In 2007, I spent the summer before my junior year of college removing little bits of brain from rats, growing them in tiny plastic dishes, and poring over the neurons in each one. For three months, I spent three or four hours a day, five or six days a week, in a small room, peering through a microscope and snapping photos of the brain cells. The room was pitch black, save for the green glow emitted by the neurons.
I was looking to see whether a certain growth factor could protect the neurons from degenerating the way they do in patients with Parkinson’s disease. This kind of work, which is common in neuroscience research, requires time and a borderline pathological attention to detail. Which is precisely why my PI trained me, a lowly undergrad, to do it—just as, decades earlier, someone had trained him.
Now, researchers think they can train machines to do that grunt work.

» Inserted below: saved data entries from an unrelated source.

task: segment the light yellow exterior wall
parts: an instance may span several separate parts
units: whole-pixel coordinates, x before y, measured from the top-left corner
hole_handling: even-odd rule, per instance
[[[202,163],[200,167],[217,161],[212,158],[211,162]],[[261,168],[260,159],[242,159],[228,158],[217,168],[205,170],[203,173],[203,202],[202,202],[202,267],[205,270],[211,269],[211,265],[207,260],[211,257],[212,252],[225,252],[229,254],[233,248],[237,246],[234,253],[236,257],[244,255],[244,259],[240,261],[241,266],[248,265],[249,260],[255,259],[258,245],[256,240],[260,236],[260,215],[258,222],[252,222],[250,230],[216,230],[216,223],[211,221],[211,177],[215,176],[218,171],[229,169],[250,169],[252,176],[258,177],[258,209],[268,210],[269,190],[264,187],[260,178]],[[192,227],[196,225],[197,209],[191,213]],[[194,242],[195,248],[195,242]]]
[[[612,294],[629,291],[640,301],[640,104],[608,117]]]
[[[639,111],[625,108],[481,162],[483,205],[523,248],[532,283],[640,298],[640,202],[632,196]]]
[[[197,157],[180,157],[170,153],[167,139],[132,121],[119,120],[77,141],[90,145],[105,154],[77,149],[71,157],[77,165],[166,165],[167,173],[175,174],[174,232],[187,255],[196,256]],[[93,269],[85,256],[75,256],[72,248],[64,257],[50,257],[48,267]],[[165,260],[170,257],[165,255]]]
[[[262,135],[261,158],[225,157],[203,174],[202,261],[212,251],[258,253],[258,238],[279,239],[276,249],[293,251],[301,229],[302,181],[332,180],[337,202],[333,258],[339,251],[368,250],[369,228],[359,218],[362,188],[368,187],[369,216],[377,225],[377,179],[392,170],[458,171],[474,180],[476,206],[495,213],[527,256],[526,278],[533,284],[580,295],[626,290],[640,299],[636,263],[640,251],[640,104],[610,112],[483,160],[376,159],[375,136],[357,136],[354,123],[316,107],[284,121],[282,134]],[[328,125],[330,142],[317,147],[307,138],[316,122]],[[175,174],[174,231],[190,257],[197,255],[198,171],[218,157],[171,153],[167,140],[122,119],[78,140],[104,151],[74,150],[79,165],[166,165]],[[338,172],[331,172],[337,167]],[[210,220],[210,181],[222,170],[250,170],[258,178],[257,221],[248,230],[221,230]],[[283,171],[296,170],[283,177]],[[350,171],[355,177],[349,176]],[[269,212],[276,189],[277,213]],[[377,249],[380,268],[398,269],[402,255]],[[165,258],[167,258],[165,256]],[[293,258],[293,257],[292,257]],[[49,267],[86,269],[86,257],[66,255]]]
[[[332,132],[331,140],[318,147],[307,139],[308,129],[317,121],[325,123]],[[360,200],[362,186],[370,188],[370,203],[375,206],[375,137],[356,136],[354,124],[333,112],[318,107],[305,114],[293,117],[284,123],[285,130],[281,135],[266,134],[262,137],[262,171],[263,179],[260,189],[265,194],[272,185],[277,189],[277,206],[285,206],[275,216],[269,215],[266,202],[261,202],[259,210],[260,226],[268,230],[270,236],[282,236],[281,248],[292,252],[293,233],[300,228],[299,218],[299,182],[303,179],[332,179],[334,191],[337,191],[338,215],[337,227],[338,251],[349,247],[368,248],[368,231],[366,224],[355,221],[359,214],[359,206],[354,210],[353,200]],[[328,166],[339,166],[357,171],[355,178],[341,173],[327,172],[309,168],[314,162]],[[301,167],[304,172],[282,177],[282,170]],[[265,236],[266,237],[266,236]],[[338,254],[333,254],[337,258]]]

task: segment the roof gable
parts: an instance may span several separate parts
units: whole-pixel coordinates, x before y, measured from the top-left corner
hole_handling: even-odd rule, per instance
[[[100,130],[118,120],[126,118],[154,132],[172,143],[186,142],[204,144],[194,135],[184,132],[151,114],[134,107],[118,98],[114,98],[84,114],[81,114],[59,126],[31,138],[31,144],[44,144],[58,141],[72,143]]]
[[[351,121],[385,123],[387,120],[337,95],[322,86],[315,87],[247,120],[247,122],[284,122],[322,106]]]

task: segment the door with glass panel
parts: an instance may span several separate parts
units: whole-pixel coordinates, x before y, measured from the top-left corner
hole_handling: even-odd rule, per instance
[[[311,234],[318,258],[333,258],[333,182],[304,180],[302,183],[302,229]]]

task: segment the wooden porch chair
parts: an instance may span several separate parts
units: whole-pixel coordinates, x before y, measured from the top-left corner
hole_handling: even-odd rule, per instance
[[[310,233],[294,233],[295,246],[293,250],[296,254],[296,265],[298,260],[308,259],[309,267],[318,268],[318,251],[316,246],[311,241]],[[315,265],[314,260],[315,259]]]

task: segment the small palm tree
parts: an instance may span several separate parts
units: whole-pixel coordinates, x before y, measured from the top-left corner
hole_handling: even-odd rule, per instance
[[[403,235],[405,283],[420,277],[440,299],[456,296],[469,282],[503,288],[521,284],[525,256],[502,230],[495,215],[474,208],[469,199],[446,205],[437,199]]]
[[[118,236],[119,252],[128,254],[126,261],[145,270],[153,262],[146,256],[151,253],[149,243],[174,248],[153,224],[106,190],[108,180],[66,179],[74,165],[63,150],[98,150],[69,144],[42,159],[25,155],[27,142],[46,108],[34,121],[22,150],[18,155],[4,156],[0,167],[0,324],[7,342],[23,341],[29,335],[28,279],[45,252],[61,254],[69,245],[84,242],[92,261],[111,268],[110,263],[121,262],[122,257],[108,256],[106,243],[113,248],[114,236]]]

In a study described in the latest issue of the journal Cell, scientists led by Gladstone Institutes and UC San Francisco neuroscientist Steven Finkbeiner collaborated with researchers at Google to train a machine learning algorithm to analyze neuronal cells in culture.
The researchers used a method called deep learning, the machine learning technique driving advancements not just at Google, but Amazon, Facebook, Microsoft. You know, the usual suspects. It relies on pattern recognition: Feed the system enough training data—whether it’s pictures of animals, moves from expert players of the board game Go, or photographs of cultured brain cells—and it can learn to identify cats, trounce the world’s best board-game players, or suss out the morphological features of neurons.

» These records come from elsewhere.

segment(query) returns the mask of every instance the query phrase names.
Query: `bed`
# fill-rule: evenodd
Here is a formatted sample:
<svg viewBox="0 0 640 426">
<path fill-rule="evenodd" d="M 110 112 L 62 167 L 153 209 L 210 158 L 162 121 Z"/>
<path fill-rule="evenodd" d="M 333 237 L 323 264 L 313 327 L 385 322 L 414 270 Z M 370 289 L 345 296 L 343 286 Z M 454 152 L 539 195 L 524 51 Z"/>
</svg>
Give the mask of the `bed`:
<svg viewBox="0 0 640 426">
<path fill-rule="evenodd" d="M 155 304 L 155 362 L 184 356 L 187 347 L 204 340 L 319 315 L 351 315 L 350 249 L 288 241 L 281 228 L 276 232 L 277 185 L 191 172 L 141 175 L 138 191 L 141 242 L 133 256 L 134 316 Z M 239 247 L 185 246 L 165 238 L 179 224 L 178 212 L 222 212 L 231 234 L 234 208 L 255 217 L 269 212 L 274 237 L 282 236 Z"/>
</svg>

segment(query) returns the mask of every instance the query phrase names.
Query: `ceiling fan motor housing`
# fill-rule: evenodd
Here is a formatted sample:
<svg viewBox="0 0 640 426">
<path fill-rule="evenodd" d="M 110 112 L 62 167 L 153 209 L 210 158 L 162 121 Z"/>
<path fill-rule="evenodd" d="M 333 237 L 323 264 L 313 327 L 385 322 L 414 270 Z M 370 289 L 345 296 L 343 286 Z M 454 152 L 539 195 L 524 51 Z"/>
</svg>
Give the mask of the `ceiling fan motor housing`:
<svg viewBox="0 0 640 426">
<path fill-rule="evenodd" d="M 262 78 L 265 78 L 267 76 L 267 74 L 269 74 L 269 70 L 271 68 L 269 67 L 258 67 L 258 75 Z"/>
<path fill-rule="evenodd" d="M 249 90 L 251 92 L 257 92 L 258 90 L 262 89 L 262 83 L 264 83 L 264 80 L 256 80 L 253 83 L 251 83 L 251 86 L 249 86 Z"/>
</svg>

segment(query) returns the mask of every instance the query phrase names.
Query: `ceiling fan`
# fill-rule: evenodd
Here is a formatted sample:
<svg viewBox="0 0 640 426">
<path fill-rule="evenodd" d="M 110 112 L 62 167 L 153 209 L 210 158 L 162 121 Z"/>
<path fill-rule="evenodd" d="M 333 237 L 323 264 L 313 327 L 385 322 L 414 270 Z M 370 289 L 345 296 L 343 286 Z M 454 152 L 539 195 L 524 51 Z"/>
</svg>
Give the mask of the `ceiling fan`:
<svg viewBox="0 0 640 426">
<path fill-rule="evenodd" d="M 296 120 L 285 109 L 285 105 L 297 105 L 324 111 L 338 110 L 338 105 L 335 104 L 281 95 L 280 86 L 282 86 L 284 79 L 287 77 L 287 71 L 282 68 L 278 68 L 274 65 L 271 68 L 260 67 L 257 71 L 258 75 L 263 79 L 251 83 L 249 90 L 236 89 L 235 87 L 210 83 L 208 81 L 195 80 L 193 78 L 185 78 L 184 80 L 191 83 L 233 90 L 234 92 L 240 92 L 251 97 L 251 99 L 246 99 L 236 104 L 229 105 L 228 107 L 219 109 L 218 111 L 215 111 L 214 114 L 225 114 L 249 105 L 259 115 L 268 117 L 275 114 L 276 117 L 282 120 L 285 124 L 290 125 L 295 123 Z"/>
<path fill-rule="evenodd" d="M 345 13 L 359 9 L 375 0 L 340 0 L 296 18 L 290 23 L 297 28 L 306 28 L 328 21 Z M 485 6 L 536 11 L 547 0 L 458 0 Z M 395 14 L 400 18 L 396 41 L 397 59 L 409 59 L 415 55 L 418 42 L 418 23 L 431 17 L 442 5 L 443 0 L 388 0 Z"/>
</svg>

Two of the most difficult things about training an AI in this fashion are generating a sufficiently large dataset and getting people to annotate that dataset. Fortunately, most neuroscience labs have an abundance of cell cultures to convert into training data (Finkbeiner’s lab, which has automated various other parts of the microscopy process, already produces more images than it can analyze), and plenty of lab hands to label that data for training purposes.
“Basically it came down to having a lot of summer students, graduate students, and postdocs do manual annotation, to feed into the computer,” says molecular neuroscientist Margaret Sutherland, program director at the National Institute of Neurological Disorders and Stroke, which helped fund the study. (Even with AI in the picture, students and postdocs always seem to draw the short straw.)

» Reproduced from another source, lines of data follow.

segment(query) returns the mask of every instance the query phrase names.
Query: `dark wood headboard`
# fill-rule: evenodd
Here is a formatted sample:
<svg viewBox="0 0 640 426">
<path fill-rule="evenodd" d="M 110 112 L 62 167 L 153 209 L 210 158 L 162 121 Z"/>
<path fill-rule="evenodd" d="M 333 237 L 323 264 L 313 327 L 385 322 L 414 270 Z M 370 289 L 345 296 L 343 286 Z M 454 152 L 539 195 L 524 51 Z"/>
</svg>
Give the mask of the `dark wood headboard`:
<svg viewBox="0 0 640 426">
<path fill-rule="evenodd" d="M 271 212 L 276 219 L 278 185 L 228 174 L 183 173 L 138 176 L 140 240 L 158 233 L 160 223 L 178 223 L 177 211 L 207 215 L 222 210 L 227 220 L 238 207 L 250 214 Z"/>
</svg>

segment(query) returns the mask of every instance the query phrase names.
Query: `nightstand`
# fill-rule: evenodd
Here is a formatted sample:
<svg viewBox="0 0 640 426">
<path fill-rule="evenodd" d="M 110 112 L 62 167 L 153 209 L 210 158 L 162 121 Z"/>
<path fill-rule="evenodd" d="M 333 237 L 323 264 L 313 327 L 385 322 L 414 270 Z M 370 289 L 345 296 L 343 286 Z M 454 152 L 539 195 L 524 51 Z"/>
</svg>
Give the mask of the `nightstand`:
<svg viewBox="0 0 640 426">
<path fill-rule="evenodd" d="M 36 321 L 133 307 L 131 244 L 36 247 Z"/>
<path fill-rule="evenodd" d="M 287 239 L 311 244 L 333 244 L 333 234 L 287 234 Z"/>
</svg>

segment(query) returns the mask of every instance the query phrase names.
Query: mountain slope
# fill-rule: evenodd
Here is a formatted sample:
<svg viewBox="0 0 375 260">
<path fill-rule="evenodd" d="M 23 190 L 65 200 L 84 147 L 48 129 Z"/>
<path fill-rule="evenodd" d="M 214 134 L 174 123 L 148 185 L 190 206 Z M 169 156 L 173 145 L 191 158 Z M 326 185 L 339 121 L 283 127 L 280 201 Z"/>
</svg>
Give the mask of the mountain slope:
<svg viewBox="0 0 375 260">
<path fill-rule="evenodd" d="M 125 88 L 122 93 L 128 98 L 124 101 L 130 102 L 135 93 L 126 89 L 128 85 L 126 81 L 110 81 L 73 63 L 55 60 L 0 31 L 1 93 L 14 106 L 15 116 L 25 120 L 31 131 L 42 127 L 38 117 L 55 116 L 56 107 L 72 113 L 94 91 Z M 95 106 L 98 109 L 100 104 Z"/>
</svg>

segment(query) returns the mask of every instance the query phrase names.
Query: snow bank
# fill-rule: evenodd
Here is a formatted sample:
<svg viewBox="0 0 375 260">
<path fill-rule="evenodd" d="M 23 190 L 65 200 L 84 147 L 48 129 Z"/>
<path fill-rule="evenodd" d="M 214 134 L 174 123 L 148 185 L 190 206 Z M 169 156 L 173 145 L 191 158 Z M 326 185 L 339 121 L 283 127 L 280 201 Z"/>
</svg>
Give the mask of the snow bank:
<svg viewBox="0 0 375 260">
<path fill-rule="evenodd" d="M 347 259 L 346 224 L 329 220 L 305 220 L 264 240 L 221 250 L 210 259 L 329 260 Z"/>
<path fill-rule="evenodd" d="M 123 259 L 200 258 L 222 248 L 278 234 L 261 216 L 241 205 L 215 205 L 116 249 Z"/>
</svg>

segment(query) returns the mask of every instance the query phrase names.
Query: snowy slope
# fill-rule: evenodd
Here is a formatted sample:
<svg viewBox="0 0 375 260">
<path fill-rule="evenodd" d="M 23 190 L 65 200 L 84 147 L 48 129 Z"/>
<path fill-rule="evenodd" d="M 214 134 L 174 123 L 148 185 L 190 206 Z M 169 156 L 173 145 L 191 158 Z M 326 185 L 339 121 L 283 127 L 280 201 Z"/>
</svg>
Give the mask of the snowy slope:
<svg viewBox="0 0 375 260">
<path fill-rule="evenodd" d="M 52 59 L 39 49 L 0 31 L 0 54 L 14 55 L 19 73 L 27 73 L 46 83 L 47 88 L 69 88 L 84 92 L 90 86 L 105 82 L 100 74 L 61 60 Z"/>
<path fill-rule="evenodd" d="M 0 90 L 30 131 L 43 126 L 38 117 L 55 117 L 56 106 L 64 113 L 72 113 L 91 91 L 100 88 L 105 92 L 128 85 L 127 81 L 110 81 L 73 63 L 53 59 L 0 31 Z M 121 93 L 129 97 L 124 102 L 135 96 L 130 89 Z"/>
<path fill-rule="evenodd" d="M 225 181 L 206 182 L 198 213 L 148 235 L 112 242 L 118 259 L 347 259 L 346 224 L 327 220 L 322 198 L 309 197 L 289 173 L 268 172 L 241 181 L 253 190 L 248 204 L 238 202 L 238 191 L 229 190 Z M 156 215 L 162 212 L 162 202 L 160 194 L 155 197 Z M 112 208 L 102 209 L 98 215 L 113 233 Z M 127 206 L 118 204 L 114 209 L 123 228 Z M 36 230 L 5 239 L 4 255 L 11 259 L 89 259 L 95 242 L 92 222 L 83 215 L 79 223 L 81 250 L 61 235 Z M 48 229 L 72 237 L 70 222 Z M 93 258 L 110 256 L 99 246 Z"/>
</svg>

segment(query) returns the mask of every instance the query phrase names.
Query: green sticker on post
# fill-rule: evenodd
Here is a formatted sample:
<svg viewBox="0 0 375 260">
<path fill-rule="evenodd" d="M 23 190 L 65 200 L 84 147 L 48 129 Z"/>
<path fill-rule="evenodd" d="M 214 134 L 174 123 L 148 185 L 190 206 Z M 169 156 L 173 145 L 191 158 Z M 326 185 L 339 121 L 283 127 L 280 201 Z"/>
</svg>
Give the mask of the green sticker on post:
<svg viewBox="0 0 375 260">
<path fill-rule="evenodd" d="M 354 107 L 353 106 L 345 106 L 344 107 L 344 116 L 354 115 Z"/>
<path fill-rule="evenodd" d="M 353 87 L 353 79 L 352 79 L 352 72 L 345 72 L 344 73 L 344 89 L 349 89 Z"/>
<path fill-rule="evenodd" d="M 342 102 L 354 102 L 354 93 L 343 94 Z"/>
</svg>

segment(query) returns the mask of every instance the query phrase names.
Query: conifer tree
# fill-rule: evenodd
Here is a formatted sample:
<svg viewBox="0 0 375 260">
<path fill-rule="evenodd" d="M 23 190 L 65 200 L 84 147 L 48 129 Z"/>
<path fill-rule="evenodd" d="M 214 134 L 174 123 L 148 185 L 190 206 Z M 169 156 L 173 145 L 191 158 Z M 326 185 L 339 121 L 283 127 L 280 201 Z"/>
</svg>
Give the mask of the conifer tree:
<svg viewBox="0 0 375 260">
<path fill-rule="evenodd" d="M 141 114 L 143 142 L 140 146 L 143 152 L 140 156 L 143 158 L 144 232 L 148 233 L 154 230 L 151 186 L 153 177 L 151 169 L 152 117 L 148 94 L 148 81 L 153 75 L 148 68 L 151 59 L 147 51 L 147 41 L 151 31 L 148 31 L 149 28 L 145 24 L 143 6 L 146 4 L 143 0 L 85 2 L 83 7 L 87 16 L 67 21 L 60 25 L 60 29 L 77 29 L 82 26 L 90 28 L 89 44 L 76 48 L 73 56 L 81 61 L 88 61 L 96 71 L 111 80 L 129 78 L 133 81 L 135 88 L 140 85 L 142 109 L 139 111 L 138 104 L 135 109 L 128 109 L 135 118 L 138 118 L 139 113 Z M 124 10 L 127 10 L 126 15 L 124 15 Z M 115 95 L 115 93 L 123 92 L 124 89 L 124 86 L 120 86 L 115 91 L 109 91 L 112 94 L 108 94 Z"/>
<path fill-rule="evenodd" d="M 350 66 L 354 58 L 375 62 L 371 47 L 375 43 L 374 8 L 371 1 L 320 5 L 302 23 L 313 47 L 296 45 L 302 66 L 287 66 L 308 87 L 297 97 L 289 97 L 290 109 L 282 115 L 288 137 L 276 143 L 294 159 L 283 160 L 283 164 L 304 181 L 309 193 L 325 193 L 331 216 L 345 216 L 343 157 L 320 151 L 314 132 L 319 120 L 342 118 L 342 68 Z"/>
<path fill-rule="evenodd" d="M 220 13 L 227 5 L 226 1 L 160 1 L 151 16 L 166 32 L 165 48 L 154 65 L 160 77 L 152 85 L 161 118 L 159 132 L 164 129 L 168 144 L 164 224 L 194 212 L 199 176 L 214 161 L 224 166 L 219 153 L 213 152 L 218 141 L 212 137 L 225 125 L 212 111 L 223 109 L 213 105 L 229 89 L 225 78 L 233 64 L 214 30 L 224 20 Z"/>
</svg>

Finkbeiner’s team developed a deep neural network and trained it on images of cells with and without fluorescent tags. These glowing probes are helpful for distinguishing between cell types, and can make it easier to tell where the body of a neuron ends and where its axons and dendrites—the projections that carry electrochemical impulses to and from other neurons—begin. But many labeling methods can also damage the very cells you’re trying to observe. With training however, the researchers’ algorithm was able to identify specific types of brain cells in images it had never seen before. It could also distinguish dead cells from live ones, locate a cell’s nucleus, and differentiate between axons and dendrites—all without the aid of fluorescent labels. Finkbeiner and his team call their machine-learning approach in silico labeling, or ISL for short.
Because analyzing the cells doesn’t require the addition of fixatives or fluorescent dyes, ISL could be more consistent, less harmful to cultures, and enable longer-term monitoring of cellular health than traditional methods. And since humans are only required to train the algorithm, the approach could provide researchers a way to analyze hordes of data without conscripting an army of lab technicians to toil away at microscopes in the dark.
That could be great news for biomedical researchers, whether they work in a well-funded lab at a major research university or a tiny startup. “Techniques like this tend to have a democratizing effect,” says computational biologist Molly Maleckar, director of mathematical modeling at the Allen Institute for Cell Science. Together with her colleagues, Maleckar, who was unaffiliated with Finkbeiner’s study, have explored similar label-free machine learning techniques for identifying subcellular structures. By combining machine learning approaches, she says, smaller biomedical research outfits could accelerate every step of the drug discovery process. “If you understand the limitations of your algorithm and make a clear point of understanding how you can interpret and improve its performance, you don’t need so many humans collecting and analyzing large amounts of data.”
Of course, you’ll still need humans to train the algorithms. For that, there will always be summer interns.